After all, Lyme Disease is one of the closest mimics of MS there is....or given it's possible incidence, MS is one of the closest mimics to Lyme. If nothing else, the issue of Lyme Disease is big enough to warrant more advice on our part to the Limbolanders to see that evaluation for and consideration of Lyme is thorough.
Quix, I say yes. I'm all for learning more of Lyme, as of any other great mimickers, and perhaps this reflects that I'm all for any type of answers. The better educated we are (the forum), the better off we are. I say, Yes, we should give Limbolanders more advice on this matter,... and perhaps? we should warn them it may be an uphill battle, as Lyme is a touchy subject not only among us patients but among many dr.'s as well, so be sure to point them to the thread on "how to handle your doctor" (laughing).
I say "yes" As well. I also say that you have once again brought tears to my eyes and joy to my heart again... at Christmas....again....

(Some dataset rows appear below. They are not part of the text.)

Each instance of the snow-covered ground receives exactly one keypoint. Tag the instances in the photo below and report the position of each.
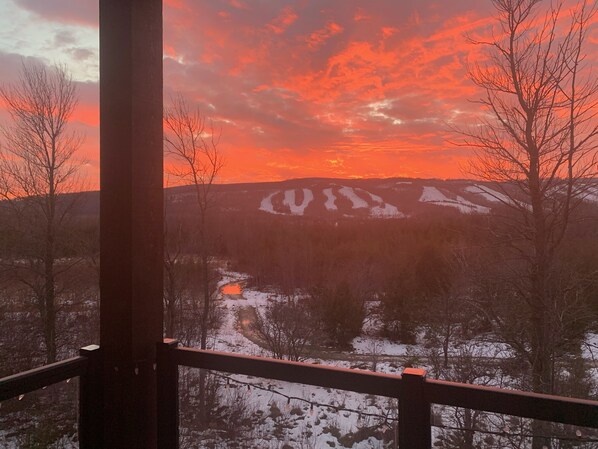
(297, 209)
(434, 196)
(356, 201)
(304, 416)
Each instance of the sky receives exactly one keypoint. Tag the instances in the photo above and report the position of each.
(298, 88)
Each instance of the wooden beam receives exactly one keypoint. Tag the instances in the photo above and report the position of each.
(131, 217)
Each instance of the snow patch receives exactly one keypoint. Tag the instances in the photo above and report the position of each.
(330, 199)
(289, 200)
(349, 193)
(382, 210)
(266, 204)
(434, 196)
(488, 193)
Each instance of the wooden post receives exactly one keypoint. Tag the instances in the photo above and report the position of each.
(131, 218)
(414, 411)
(168, 395)
(90, 400)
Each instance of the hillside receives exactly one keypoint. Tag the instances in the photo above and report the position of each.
(328, 198)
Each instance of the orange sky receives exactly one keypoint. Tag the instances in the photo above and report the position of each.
(335, 88)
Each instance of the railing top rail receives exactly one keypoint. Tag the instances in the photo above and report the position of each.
(510, 402)
(322, 376)
(580, 412)
(43, 376)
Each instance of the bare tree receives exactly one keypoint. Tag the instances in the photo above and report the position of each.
(286, 328)
(37, 165)
(193, 146)
(537, 142)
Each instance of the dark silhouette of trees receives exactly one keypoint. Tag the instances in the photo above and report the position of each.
(193, 147)
(38, 165)
(537, 142)
(339, 311)
(286, 328)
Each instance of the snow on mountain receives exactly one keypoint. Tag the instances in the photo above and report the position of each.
(330, 203)
(383, 209)
(266, 204)
(349, 193)
(487, 193)
(334, 199)
(289, 200)
(435, 196)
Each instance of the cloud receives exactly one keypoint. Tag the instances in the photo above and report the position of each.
(296, 84)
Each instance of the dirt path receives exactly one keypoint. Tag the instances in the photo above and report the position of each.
(247, 315)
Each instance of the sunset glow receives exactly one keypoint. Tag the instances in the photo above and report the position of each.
(330, 88)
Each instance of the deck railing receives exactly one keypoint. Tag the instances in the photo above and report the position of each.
(87, 366)
(415, 392)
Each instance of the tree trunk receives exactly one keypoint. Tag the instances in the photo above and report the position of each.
(49, 303)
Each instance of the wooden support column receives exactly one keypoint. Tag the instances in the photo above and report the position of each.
(131, 217)
(414, 411)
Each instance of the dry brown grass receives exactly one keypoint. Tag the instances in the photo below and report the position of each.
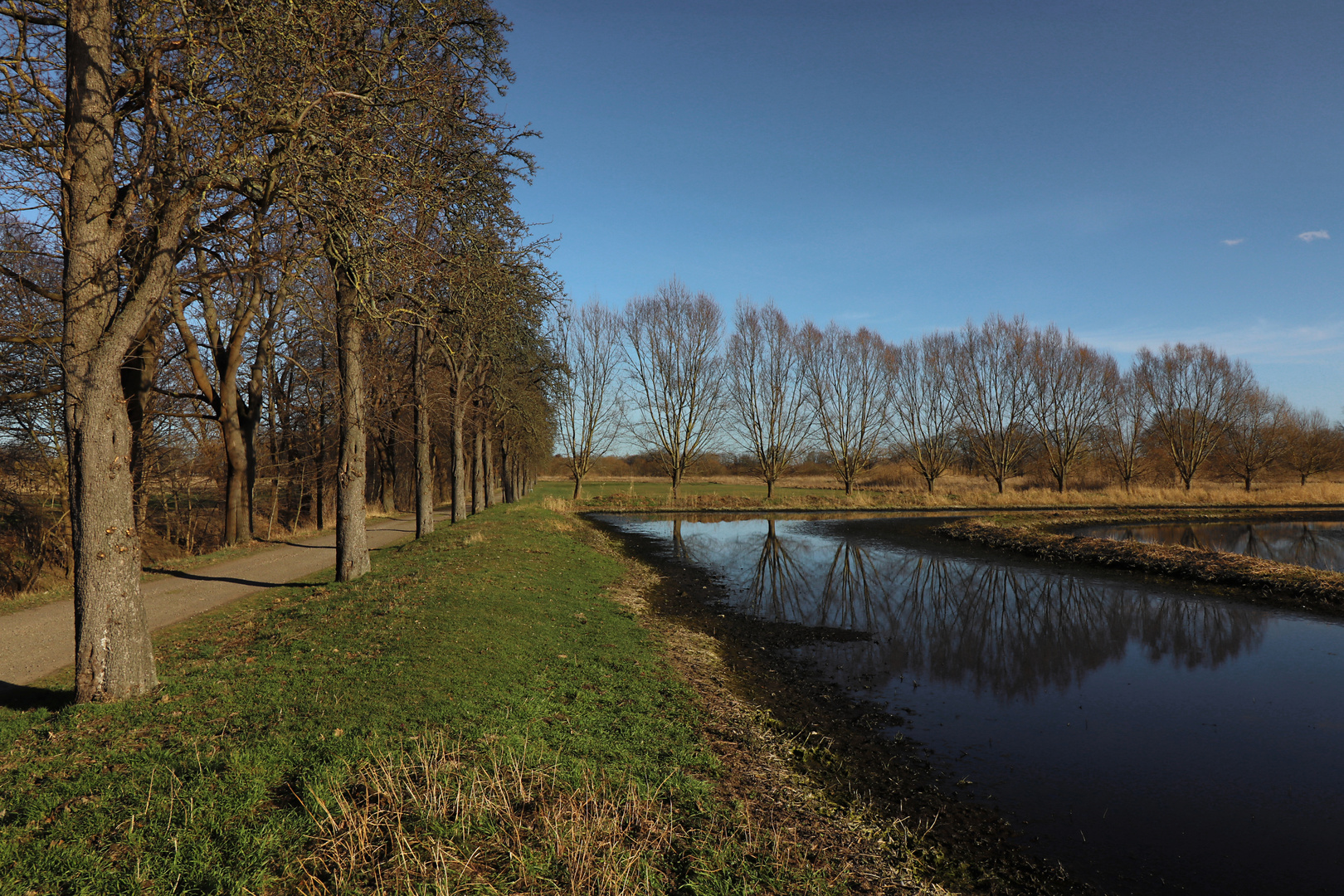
(446, 818)
(1270, 581)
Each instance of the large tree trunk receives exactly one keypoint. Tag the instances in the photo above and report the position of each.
(138, 381)
(351, 475)
(479, 470)
(459, 458)
(320, 475)
(507, 472)
(113, 655)
(236, 461)
(489, 466)
(424, 458)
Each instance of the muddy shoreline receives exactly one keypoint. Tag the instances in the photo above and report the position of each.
(843, 743)
(1250, 578)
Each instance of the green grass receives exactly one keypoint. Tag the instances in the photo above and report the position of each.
(62, 590)
(492, 635)
(600, 492)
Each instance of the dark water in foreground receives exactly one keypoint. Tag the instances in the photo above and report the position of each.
(1313, 544)
(1152, 739)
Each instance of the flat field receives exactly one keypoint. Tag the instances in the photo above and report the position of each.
(951, 494)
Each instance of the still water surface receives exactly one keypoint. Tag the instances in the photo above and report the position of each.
(1313, 544)
(1153, 739)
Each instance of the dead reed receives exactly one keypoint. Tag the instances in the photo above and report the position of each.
(446, 818)
(1277, 582)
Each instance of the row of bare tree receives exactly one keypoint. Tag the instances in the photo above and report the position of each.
(659, 373)
(217, 212)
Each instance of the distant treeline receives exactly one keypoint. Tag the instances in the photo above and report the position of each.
(991, 399)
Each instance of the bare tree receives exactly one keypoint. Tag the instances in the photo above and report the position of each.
(845, 375)
(672, 355)
(923, 405)
(765, 390)
(589, 406)
(1068, 397)
(993, 394)
(1125, 416)
(1255, 434)
(1194, 391)
(1313, 445)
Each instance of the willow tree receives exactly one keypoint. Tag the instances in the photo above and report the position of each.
(589, 402)
(117, 121)
(767, 395)
(1069, 388)
(993, 394)
(1194, 392)
(845, 377)
(923, 405)
(676, 373)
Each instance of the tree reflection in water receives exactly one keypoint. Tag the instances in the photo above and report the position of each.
(1010, 631)
(1312, 544)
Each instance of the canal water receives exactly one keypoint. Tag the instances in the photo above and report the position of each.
(1307, 543)
(1148, 737)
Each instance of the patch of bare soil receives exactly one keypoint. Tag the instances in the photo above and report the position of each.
(1264, 581)
(806, 759)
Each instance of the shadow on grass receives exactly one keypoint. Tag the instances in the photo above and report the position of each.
(26, 698)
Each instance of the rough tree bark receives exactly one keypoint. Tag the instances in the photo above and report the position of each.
(113, 655)
(351, 475)
(424, 460)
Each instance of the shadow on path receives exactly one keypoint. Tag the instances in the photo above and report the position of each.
(27, 698)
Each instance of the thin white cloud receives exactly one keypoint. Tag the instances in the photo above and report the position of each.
(1257, 342)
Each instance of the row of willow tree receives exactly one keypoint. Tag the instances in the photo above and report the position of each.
(660, 373)
(288, 222)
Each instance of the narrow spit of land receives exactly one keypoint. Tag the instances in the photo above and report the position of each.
(41, 640)
(494, 709)
(1046, 538)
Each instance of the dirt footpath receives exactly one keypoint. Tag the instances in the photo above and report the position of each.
(37, 642)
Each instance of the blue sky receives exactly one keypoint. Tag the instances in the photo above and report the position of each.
(1135, 171)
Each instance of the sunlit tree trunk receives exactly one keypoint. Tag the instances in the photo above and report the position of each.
(424, 458)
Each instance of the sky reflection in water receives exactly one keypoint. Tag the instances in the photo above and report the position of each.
(1312, 544)
(1153, 738)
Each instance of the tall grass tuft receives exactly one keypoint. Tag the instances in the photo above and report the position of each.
(446, 818)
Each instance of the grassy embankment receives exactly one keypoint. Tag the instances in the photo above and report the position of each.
(952, 494)
(52, 587)
(1040, 538)
(485, 711)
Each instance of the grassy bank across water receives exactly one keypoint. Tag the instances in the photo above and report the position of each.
(1269, 581)
(483, 712)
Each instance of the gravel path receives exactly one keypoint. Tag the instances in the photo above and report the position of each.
(39, 641)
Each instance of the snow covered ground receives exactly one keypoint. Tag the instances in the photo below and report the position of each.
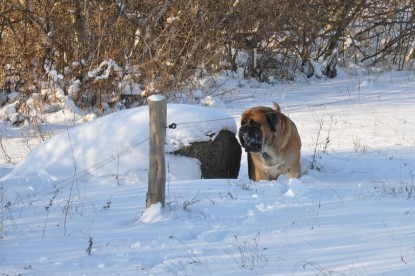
(75, 205)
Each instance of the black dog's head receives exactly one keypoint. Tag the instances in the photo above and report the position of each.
(257, 124)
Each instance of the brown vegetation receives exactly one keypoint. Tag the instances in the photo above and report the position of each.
(162, 44)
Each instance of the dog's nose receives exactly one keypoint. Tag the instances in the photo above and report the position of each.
(243, 128)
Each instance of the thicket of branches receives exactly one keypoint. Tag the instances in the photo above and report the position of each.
(162, 44)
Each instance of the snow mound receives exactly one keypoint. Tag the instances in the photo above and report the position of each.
(116, 146)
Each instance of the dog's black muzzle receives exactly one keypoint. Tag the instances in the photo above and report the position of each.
(250, 136)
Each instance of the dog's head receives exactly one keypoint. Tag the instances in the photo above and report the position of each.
(258, 125)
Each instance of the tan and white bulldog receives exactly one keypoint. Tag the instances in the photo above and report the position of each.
(272, 142)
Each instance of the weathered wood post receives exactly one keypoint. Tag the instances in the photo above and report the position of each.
(157, 169)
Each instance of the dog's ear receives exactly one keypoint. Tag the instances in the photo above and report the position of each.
(272, 120)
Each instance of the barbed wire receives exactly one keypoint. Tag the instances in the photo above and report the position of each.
(60, 185)
(175, 125)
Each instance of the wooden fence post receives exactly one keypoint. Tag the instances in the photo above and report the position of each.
(157, 168)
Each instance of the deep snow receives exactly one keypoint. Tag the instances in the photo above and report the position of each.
(352, 214)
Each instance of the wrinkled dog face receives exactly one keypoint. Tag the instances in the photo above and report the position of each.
(255, 123)
(250, 135)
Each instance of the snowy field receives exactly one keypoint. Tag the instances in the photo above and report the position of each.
(75, 204)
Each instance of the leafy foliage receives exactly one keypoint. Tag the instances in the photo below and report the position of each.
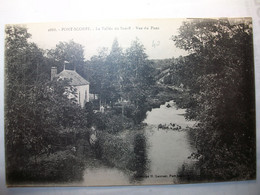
(222, 93)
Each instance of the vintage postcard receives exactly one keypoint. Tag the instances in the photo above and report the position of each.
(130, 102)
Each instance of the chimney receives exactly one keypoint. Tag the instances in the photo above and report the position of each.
(53, 72)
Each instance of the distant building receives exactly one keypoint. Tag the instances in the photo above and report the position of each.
(77, 81)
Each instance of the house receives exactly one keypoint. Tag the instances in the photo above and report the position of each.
(77, 81)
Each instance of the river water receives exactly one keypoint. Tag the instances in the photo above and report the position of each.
(166, 150)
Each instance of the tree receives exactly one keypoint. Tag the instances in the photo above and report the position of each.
(37, 110)
(69, 54)
(222, 92)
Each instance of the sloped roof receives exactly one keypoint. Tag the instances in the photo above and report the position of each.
(72, 75)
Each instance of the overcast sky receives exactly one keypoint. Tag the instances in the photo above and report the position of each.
(155, 35)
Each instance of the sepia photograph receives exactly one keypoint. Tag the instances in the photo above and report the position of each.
(129, 102)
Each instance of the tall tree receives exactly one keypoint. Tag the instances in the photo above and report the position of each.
(69, 54)
(222, 91)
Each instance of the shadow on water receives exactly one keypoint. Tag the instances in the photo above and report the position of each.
(140, 163)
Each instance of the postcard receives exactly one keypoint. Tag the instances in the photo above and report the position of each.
(130, 102)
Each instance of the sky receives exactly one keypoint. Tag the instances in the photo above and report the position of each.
(154, 34)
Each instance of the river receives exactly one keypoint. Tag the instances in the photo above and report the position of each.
(165, 150)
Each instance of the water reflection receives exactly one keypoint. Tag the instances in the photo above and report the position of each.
(158, 153)
(140, 163)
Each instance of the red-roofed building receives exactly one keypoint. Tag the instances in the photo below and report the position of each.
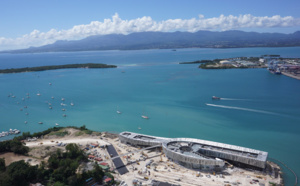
(107, 180)
(98, 159)
(91, 156)
(104, 163)
(94, 145)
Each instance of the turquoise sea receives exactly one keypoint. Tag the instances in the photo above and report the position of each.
(261, 110)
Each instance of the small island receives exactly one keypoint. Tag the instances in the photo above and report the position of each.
(55, 67)
(229, 63)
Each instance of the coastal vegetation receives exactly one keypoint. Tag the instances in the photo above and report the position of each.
(62, 167)
(14, 145)
(55, 67)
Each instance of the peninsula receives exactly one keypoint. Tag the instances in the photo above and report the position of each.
(68, 155)
(55, 67)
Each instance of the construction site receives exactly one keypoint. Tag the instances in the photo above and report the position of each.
(150, 160)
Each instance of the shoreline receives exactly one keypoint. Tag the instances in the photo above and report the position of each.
(55, 67)
(290, 75)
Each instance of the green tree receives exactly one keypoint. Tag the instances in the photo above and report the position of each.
(2, 164)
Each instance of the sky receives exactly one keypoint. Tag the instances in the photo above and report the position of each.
(39, 22)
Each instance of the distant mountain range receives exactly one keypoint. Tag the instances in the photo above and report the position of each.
(171, 40)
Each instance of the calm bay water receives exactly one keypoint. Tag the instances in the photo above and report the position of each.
(262, 110)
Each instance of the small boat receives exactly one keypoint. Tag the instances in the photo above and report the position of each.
(278, 71)
(145, 117)
(119, 112)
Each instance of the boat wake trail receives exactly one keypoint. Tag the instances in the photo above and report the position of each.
(240, 108)
(235, 99)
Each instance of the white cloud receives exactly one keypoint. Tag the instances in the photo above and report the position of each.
(116, 25)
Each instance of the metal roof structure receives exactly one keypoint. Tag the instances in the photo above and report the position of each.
(197, 151)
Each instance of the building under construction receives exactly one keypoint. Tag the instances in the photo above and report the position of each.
(200, 154)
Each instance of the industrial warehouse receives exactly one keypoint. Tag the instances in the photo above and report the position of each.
(199, 154)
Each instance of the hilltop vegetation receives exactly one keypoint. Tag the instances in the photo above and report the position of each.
(61, 168)
(171, 40)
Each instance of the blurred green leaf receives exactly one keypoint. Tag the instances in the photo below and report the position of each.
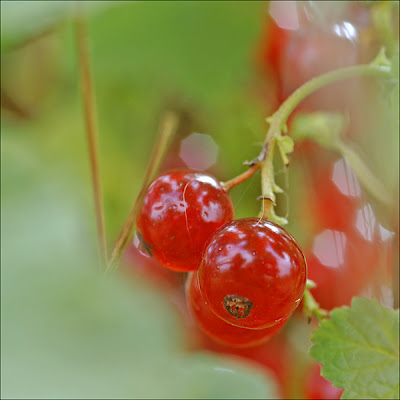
(69, 330)
(359, 350)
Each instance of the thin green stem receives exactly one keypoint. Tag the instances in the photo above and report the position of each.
(279, 118)
(168, 127)
(91, 131)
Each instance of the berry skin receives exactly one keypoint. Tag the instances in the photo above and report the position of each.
(181, 210)
(253, 273)
(218, 329)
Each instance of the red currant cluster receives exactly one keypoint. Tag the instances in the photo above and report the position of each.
(251, 273)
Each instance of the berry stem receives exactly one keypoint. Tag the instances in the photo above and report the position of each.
(91, 130)
(168, 127)
(228, 185)
(378, 68)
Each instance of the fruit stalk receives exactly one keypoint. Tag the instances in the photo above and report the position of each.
(91, 131)
(168, 127)
(378, 68)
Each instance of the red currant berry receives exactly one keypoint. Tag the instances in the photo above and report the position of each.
(218, 329)
(253, 273)
(180, 211)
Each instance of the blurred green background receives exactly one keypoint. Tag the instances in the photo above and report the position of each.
(68, 331)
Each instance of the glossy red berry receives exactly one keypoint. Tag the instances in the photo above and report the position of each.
(181, 210)
(253, 273)
(218, 329)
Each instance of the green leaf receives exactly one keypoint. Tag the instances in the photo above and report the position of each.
(359, 350)
(323, 127)
(71, 331)
(286, 146)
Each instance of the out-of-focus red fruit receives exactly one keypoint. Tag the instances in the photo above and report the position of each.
(275, 356)
(349, 249)
(317, 387)
(303, 40)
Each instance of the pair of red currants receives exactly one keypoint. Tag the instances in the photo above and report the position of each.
(251, 273)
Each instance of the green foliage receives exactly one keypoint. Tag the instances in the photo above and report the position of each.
(321, 126)
(359, 350)
(68, 330)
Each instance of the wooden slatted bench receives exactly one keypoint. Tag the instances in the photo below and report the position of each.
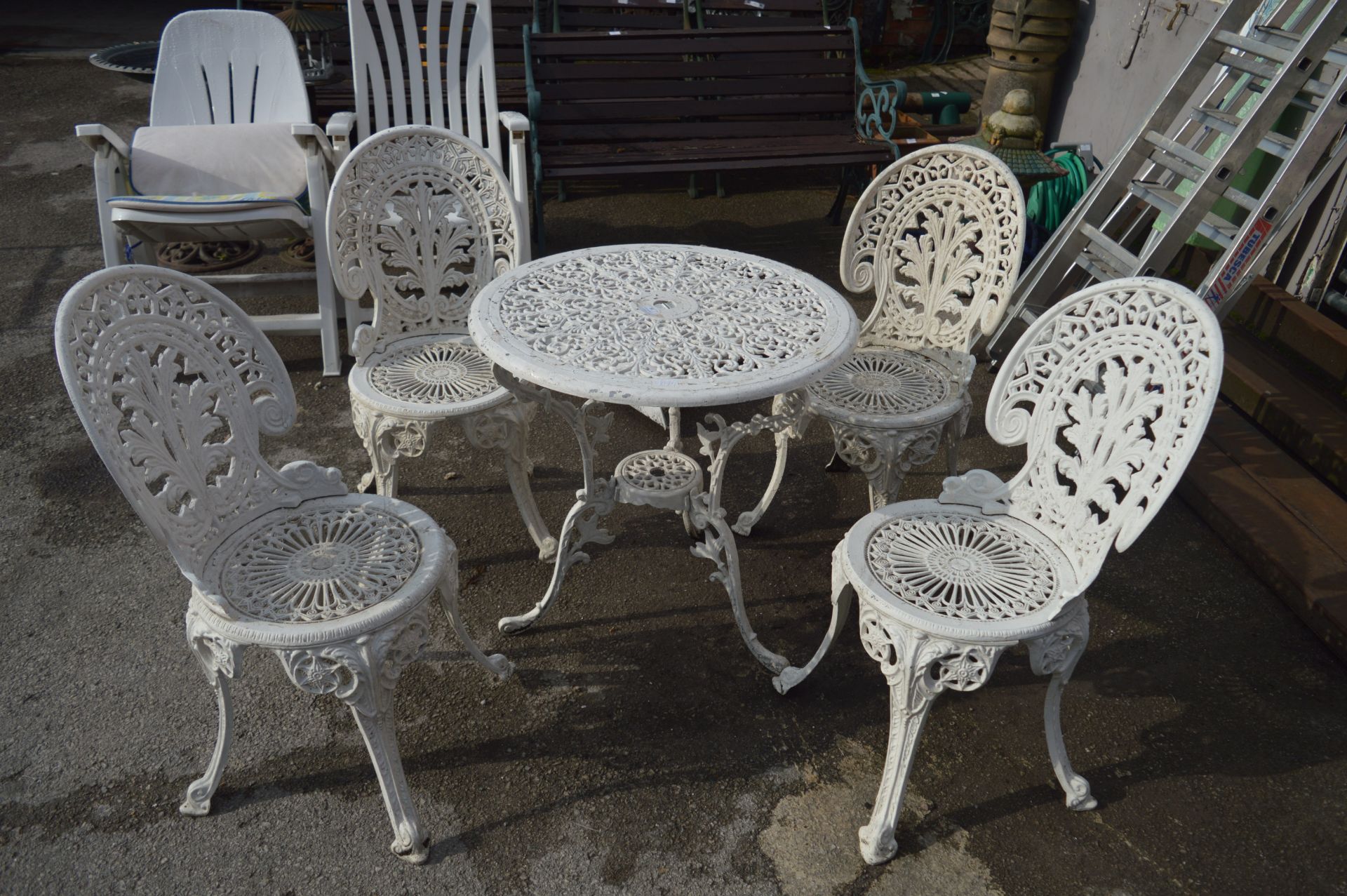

Quix.. When you read the book you will find that MS is the one disease that she does NOT try to link lyme as a possible cause.She actually focuses more on ALS. Which I find very interesting given that I know 3 people who had been dx with and treated for lyme several years ago and now have ALS. (ages ranging from 50's to 36).
I do appreciate everyone's supoort and attempt to create a home for those of us that feel uncomfortable elsewhere.
Does anyone know how the symptom list was created (AFAIK, ILADS doesn't seem to rely on any objective test due to Lyme's elusiveness). Does it ultimately trace back to those symptoms normally accompanied by conventional blood tests that show positive by some criterion?
Why won't they test for lyme in Georgia. They keep saying there are no cases of lyme in GA but the doctors will not test for it. I live in the foothills of the appalachian mountains. lyme disease is in tn, north carolina, but not ga. Lyme disease cases have been reported 30 miles away from me yet they still say it is not in my area. So my theory on this is doctors do not test therefore they do not have any positive cases to report to the cdc. This wuld be the reason that lyme is not in GA. I think it is here but since there are no reported cases because they do not test for it, then most dr. assume it is not down here. I wish they would open there eyes they are intelligent ppl if Lyme is 30 miles away I think it is safe to say that any kind of animal that carries parasites can travel that far in a day, with the parasites. thus bringing Lyme disease into the area. I am so tired, i have decided that i must just be a mental case because no dr.'s will listen to me and I am running out of money. Good luck to all and if anyone finds a good doctor in the North Georgia area please let me know.